Бесконечность пространства этим, конечно, доказана: но требуется доказать, что за пределами материального мира есть еще материя, или, по крайней мере, надо убедить нас в том, что пространство тождественно с материей, как утверждал впоследствии Декарт. Но с точки зрения атомистики, допускавшей наряду с атомами пустоту, такие утверждения были бы противоречивыми, а поэтому приведенное Лукрецием доказательство ровно ничего не доказывает. Не более доказательны и его умозаключения даже в предположении бесконечности материального мира. Хотя такой мир очевидно не имеет абсолютного центра, но отдельные и даже весьма обширные части могут обладать центрами притяжения, и в частности, существование антиподов вполне совместимо с гипотезою бесконечного пространства, занимаемого материальным миром.

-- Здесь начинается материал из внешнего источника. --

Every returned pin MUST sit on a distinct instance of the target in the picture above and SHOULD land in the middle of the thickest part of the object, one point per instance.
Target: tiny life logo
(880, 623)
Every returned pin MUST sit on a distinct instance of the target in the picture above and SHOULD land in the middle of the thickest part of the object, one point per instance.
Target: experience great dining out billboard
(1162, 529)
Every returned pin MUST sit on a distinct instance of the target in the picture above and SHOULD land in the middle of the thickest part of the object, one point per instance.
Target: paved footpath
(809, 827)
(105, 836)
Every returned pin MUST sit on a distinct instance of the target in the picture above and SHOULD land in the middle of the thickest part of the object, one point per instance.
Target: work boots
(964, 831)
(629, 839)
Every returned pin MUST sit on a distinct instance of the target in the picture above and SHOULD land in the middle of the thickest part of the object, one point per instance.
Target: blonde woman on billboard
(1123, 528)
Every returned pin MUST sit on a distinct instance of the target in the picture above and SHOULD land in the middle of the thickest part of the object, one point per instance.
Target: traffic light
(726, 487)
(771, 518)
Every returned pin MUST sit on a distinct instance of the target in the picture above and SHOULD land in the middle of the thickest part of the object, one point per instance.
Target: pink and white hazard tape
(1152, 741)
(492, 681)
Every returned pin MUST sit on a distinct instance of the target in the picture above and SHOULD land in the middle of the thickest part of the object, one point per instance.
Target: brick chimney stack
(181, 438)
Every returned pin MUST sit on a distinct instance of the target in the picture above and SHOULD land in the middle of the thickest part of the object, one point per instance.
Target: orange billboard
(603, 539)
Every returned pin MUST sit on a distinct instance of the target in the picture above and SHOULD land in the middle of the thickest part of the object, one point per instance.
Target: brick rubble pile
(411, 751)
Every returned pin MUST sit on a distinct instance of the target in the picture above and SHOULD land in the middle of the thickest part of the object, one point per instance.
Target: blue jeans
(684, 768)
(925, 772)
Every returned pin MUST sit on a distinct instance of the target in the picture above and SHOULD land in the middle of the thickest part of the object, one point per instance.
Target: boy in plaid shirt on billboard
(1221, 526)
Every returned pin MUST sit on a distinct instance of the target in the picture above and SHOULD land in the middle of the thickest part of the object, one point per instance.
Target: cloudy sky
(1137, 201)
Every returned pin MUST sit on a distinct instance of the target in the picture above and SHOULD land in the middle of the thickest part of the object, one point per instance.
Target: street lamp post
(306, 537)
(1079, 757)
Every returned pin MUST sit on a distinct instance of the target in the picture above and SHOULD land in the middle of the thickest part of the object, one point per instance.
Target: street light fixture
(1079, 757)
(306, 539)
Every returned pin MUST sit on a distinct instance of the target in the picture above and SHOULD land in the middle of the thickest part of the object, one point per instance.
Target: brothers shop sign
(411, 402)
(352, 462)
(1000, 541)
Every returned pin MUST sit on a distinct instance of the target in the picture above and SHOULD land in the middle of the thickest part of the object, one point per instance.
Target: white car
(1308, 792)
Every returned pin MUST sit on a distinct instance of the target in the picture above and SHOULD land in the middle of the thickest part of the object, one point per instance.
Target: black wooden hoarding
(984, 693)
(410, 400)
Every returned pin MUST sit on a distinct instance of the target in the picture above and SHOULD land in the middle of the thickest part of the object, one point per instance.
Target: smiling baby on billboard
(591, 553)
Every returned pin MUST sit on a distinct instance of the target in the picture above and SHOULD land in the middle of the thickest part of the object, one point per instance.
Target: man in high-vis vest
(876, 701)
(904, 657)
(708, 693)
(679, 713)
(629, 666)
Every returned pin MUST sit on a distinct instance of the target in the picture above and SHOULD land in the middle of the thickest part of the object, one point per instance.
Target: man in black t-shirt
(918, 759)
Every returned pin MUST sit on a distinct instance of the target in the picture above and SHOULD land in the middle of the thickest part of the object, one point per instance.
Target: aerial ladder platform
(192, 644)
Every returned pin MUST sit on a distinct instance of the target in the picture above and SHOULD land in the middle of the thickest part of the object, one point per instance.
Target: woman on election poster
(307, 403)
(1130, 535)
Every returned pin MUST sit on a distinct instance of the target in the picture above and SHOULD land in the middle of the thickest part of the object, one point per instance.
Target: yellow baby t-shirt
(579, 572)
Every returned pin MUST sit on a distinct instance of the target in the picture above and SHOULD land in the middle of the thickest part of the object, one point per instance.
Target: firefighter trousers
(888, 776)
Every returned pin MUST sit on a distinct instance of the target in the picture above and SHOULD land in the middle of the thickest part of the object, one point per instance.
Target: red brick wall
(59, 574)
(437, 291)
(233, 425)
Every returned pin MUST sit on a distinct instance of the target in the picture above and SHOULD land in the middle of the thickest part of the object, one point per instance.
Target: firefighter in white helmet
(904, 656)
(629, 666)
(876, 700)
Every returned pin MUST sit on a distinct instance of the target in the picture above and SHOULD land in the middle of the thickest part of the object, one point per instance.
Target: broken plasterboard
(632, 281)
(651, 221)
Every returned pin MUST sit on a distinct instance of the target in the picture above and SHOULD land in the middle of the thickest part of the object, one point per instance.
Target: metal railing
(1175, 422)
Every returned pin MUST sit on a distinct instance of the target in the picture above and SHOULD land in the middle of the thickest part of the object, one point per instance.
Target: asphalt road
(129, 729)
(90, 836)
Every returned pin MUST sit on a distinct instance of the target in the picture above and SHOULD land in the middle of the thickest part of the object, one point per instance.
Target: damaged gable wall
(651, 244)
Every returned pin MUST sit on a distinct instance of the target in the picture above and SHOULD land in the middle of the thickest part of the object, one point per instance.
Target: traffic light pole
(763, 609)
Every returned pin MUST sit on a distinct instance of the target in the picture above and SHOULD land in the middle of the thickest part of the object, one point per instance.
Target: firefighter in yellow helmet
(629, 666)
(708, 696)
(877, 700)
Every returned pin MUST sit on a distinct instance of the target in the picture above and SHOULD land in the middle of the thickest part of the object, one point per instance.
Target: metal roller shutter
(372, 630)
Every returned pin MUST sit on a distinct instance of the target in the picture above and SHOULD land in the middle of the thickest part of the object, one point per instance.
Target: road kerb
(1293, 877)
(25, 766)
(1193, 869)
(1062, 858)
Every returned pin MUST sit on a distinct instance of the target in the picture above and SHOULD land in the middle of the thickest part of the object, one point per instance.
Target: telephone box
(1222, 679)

(Нельзя поэтому, согласиться с мнением Ланге (Lange, I, 139—140), что по космологическим вопросам древние атомисты ближе подошли к новейшей. науке, чем Аристотель. Несмотря на всю ошибочность геоцентрической теории Аристотеля, его учение о стремлении всех тяжелых тел к центру земли, как средоточию мира, во всяком случай ближе к учению о всемирном тяготении, нежели совершенно сбивчивое учение атомистов о падении атомов куда-то вниз. Я, уже говорил о том, что признаю учение Аристотеля о стремлениях различных «стихий» к центру земли и от центра не чисто метафизическим (телеологическим) воззрением (хотя в нем есть и метафизическая примесь), а ложной механической системой, основанной на наблюдении над падением и поднятием вверх различных тел).
Сохраненное Лукрецием учение Эпикура о бесконечности вселенной в связи с антропоморфическими понятиями о верхе и низе, привело, к чрезвычайной путанице по вопросу о движениях атомов. Бесконечность мира влекла за собою положение, что, в строгом смысле, мир не имеет ни верха, ни низа; но факт падения тяжелых тел «вниз», т. е. к центру земли, навязывался уму, и так как «стремление к центру» было отвергнуто и взамен не было предложено никакого механического объяснения, то атомистам на оставалось ничего, как только допустить, что атомы сами по себе обладают внутренним стремлением двигаться в том или ином направлении.
(Любопытно видеть, что Ланге, сознавая ахиллесову пяту древнего атомизма (I; 106), пытается смягчить краски и изобразить дело таким образом, как будто даже земное тяготение и учение об антиподах не могло установиться раньше Ньютона, тогда как ни пифагорейцы, ни Аристотель нимало не затруднялись допустить, существование антиподов. Сравн. замечания Ланге на стр. 17 его книги, где он говорит о некоторых механических воззрениях Аристотеля.)
Мы сейчас увидим, как пытался эпикуреизм выпутаться из этого затруднения. Специально по вопросу о падении атомов атомизм в лице Эпикура, несколько уклонился от мнений Демокрита. Демокрит заблуждался, воображая, будто большие массы скорее падают в пустоте, нежели малые, но распространение этого заблуждения на атомы спасало его систему, так как если допустить, как он и делал, что атомы обладают разными величинами и различными скоростями, причем более крупные движутся скорее, то уже нетрудно придумать столкновения между атомами. Более крупные атомы будут догонять более мелкие, произойдут взаимные удары, сталкивающиеся атомы начнут отскакивать друг от друга и в большей части случаев будут уклоняться от прежнего пути и приобретут, сверх того, вращательные движения; из таких сложных движений уже не трудно вывести не только построение солнца и планет, но и все, что угодно.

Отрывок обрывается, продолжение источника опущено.